Swaps one or more selected control shapes with a control shape of your choice. This is a quick way to customize your control shapes.

Controls -> Edit Controls

Transforms or sets the color of selected control shapes. Transform operations maintain clean, zeroed-out transforms.

Rotate  Rotates selected control shapes in the selected axis, by the amount in the field.

Move – Moves selected control shapes in the selected axis, by the amount in the field.

Scale – Moves selected control shapes in the selected axis, by the amount in the field.

Color – The Apply Color button applies the current slider color to all selected control shapes.

TIP: To copy colors from one shape to another, select the shape with the source color and press the “S” button – this sets the slider to the color of the selected shape. Now select the shapes to apply the color to and press Apply Color.

Rigging

The RTB2 autorigger. The autorigger rigs parts of the skeleton or all of the skeleton with options. For example, having only Arms selected will rig all arms in the scene automatically. Each rigging operation requires specific joints and controls with RTB2 naming convention.

NOTE: An IK/FK switch is automatically applied to all arm and leg chains and a foot roll setup is automatically applied to all leg structures – the foot roll attributes are located in the footIK control. There is a separate IKFK control for arms and legs, containing the IK/FK switch and associated visibility attributes.

Arms – Rigs all arms in the scene. Clavicle controls are automatically connected to the spine structure if the Spine option is also selected and all required joints and controls are present.
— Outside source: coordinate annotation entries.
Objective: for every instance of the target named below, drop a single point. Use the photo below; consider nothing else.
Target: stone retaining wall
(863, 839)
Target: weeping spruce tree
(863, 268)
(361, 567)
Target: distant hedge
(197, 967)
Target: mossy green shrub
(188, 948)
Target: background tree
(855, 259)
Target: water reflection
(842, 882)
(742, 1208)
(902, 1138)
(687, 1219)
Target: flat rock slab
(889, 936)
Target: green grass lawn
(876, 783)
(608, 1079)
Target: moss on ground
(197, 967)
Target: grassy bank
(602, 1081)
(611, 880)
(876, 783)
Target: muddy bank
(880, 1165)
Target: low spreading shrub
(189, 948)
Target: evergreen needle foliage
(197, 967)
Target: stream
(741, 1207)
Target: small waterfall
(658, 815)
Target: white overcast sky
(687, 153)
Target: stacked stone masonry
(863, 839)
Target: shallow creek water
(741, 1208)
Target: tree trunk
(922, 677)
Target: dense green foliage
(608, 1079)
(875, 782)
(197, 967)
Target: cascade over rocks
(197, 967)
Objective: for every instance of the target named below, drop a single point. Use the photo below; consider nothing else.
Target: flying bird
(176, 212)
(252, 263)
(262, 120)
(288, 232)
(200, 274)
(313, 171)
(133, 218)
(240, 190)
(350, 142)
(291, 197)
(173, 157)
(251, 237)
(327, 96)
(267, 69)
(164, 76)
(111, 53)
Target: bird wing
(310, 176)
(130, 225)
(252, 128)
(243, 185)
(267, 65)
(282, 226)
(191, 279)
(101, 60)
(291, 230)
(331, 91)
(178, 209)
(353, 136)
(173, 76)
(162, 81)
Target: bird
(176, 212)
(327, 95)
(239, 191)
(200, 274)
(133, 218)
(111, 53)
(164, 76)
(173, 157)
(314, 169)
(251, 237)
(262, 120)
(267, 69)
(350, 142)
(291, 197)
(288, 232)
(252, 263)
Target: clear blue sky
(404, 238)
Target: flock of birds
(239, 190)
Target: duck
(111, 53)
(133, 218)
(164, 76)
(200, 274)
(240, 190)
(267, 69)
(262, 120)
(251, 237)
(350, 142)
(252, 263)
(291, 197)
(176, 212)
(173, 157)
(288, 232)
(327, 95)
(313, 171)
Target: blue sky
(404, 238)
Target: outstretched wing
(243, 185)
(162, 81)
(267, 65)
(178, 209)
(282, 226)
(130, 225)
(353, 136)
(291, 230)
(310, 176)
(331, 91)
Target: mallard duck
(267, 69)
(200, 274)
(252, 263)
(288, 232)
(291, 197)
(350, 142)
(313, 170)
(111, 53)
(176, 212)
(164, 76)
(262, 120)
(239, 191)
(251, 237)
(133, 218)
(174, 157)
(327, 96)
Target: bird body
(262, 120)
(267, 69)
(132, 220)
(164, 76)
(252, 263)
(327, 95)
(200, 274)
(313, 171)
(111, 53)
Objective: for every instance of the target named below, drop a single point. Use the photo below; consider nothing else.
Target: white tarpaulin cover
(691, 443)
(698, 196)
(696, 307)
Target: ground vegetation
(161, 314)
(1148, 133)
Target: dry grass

Fingers – Rigs all fingers in the scene and ties them into associated wrist structures

Stretchy IK – Applies stretchy IK to the IK component of all arms, allowing bones between the shoulder and wrist to “stretch” when in IK mode.

FK Locks – Locks the arm FK controls to prevent them from translating, scaling, or both.

Legs – Rigs all legs in the scene. Hips are automatically rigged if a hip control and a matching pair of legs, as well as all required joints and controls are present.

Stretchy IK – Applies stretchy IK to the IK component of all legs, allowing bones between the hip and ankleto “stretch” when in IK mode.

FK Locks – Locks the leg FK controls to prevent them from translating, scaling, or both.

Custom Heel/Toe – Applies custom pivot points for the foot roll setup, allowing the foot to roll based on the heel and toe of the mesh as opposed to an estimated location. The Generate button will generate a heel and toe locator for each foot detected in the scene. These will become the pivot points for the foot roll setup and are automatically deleted when the rig is constructed. If you want to create your own locators as opposed to using the Generate button, the naming convention is: legname_setHeelPosition and legname_setToePosition

Spine – Rigs the spine in the scene as well as attaching hips and clavicles if detected.

FK Locks – Locks the spine FK controls to prevent them from translating, scaling, or both.

Control Groups – Groups all components of legs, arms, and spine into subgroups, resulting in a clean outliner.

Master Control – Groups all subgroups and remaining components under a master control which allows your character to moved and rotated within the scene. Requires the Control Groups option to be selected.